Alors quand mercredi, l’État par l’intermédiaire de son ministre en chef a déclaré qu’on avait gagné, qu’une putain de chape de béton n’écrasera pas le bocage nantais, j’ai chialé. Pour tous les moments qu’on a vécus, j’ai chialé. Quand j’ai lu le communiqué commun du mouvement anti-aéroport, j’ai chialé. J’ai chialé parce que je me suis rappelé que moi l’anar, l’autonome, le casse-couilles, le radical, je me suis retrouvé au coude à coude avec des militants d’Attac ou des Amis de la terre, avec des gens avec qui je partageais pas le même imaginaire ni les mêmes aspirations avant cette lutte. Et en lisant le communiqué, j’ai vu qu’à la ZAD c’était pareil. Que des gens super-différents avaient réussi à causer, à se mettre autour d’une table et à offrir un projet commun.

Alors quand j’ai pensé à vous Antoine, Pierre, Lucie, Judith, Audrey, Karim, Léa, Luc, Vincent, Thomas, Robin, Gilles, Alain, tous les gens qui venaient à toutes les AG sans parler parce qu’il y avait trop de grandes gueules, tous les gens que je croisais sans connaître leur nom mais avec qui j’avais des discussions passionnantes, tous les gens avec qui j’ai tenu des banderoles, écrit des tracts, avec qui j’y ai cru, bah j’ai chialé comme un gosse. Tous les gens qui m’ont rappelé encore une fois qu’ensemble on est plus fort.

Et quand j’ai pensé à Jean-Pierre, j’ai doublement chialé. Jean-Pierre Petit, la pierre angulaire du collectif. Le mec qui était toujours là. Toujours présent, son éternel chapeau feutre vissé sur la tête. Jean-Pierre et toutes ses contradictions.

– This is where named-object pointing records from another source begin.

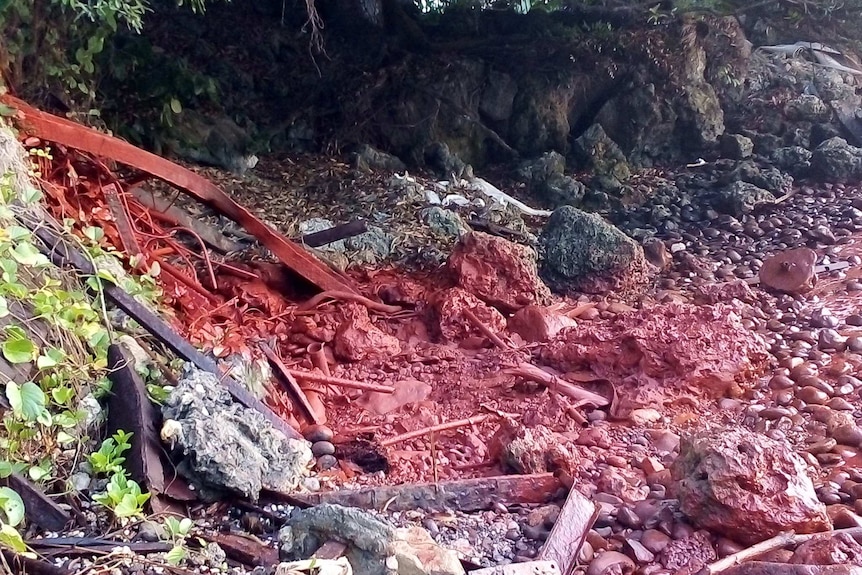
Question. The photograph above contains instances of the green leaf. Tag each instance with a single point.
(19, 350)
(94, 234)
(11, 506)
(176, 555)
(128, 506)
(10, 538)
(27, 400)
(26, 254)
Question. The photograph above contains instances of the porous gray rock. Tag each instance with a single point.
(736, 146)
(227, 447)
(836, 160)
(807, 108)
(582, 252)
(746, 486)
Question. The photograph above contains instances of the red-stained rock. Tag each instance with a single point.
(746, 486)
(454, 325)
(538, 324)
(531, 449)
(688, 555)
(357, 338)
(696, 348)
(497, 271)
(711, 293)
(840, 549)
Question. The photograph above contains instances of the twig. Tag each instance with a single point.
(348, 296)
(292, 386)
(533, 373)
(339, 381)
(778, 542)
(475, 420)
(486, 331)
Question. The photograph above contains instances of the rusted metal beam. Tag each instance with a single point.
(465, 495)
(64, 255)
(54, 129)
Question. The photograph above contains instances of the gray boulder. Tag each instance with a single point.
(795, 160)
(582, 252)
(836, 160)
(736, 146)
(228, 447)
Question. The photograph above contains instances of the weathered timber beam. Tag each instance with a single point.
(465, 495)
(54, 129)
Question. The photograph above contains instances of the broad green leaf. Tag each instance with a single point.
(26, 254)
(128, 506)
(11, 506)
(27, 400)
(176, 555)
(11, 539)
(19, 350)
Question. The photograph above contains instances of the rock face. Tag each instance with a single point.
(704, 349)
(836, 160)
(357, 338)
(596, 152)
(226, 446)
(548, 180)
(746, 486)
(499, 272)
(582, 252)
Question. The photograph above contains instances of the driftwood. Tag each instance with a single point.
(335, 234)
(39, 508)
(296, 393)
(64, 255)
(465, 495)
(570, 531)
(68, 133)
(130, 409)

Jean-Pierre, qui poussait des coups de gueule quand ça patinait ; Jean-Pierre, qui essayait toujours d’aller dans le consensus même quand il y avait des positions irréconciliables ! Jean-Pierre, qui nous a quittés le 10 mai 2017. Jean-Pierre, qui n’aura pas vu un monde sans cette enfoirée de machine à avions. Jean-Pierre, auquel on a tous et toutes pensé quand on a appris la nouvelle.

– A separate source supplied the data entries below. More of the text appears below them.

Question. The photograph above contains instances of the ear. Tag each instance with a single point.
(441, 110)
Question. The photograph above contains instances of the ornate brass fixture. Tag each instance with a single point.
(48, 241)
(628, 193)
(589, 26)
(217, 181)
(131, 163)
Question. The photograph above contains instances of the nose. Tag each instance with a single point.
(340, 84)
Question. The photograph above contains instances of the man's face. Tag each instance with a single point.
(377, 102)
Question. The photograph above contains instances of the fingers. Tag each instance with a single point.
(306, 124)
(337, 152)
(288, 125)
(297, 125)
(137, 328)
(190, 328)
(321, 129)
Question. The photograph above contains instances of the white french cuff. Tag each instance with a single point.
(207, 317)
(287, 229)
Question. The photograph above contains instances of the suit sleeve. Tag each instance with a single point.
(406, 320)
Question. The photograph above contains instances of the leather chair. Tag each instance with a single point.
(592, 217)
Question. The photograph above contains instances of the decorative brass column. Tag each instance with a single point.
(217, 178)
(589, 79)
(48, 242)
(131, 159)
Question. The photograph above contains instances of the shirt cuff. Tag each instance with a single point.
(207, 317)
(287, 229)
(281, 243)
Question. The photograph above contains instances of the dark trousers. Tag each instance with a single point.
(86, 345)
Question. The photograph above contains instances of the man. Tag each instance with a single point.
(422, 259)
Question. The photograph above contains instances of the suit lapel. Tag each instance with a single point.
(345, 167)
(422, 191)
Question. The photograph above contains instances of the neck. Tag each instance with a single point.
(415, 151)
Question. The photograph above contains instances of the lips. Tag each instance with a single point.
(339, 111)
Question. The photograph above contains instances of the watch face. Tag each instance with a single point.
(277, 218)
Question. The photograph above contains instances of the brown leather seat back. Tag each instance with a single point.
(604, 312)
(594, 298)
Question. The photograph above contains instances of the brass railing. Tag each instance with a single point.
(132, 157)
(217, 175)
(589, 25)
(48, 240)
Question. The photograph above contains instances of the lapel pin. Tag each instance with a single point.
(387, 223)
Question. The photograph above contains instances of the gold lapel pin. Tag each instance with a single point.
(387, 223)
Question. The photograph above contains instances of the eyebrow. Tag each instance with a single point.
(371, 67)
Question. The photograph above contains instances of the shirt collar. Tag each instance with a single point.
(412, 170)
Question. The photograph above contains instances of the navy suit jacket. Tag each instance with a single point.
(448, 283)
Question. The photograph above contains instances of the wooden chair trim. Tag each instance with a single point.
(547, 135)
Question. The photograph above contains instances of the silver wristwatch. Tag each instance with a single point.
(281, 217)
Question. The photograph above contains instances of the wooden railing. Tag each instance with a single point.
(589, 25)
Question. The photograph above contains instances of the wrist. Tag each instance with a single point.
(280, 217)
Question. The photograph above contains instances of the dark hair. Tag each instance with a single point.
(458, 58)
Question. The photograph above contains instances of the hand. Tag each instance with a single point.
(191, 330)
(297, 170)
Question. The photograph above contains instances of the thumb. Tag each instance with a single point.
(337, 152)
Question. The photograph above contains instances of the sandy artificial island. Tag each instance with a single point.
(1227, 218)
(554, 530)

Cette victoire contre l’aéroport, c’est donc celle des occupants, c’est celle des paysans qui ont refusé de revendre leur terre. Mais c’est aussi la nôtre, à tous ceux qui ont animé les comités locaux. C’est aussi la mienne. Et c’est aussi la tienne, Jean-Pierre.

M., ancien membre du collectif francilien
Source : Paris-Luttes.info
20 janvier 2018.

Notes

[1Centre international de culture populaire, au 21 ter, rue Voltaire, 75020 Paris (note de “la voie du jaguar”).

[2Un livre est sorti avec, entre autres, le plan de la cabane, il est disponible ici.

[3Un aperçu des actions de l’hiver 2012-2013 du collectif ici.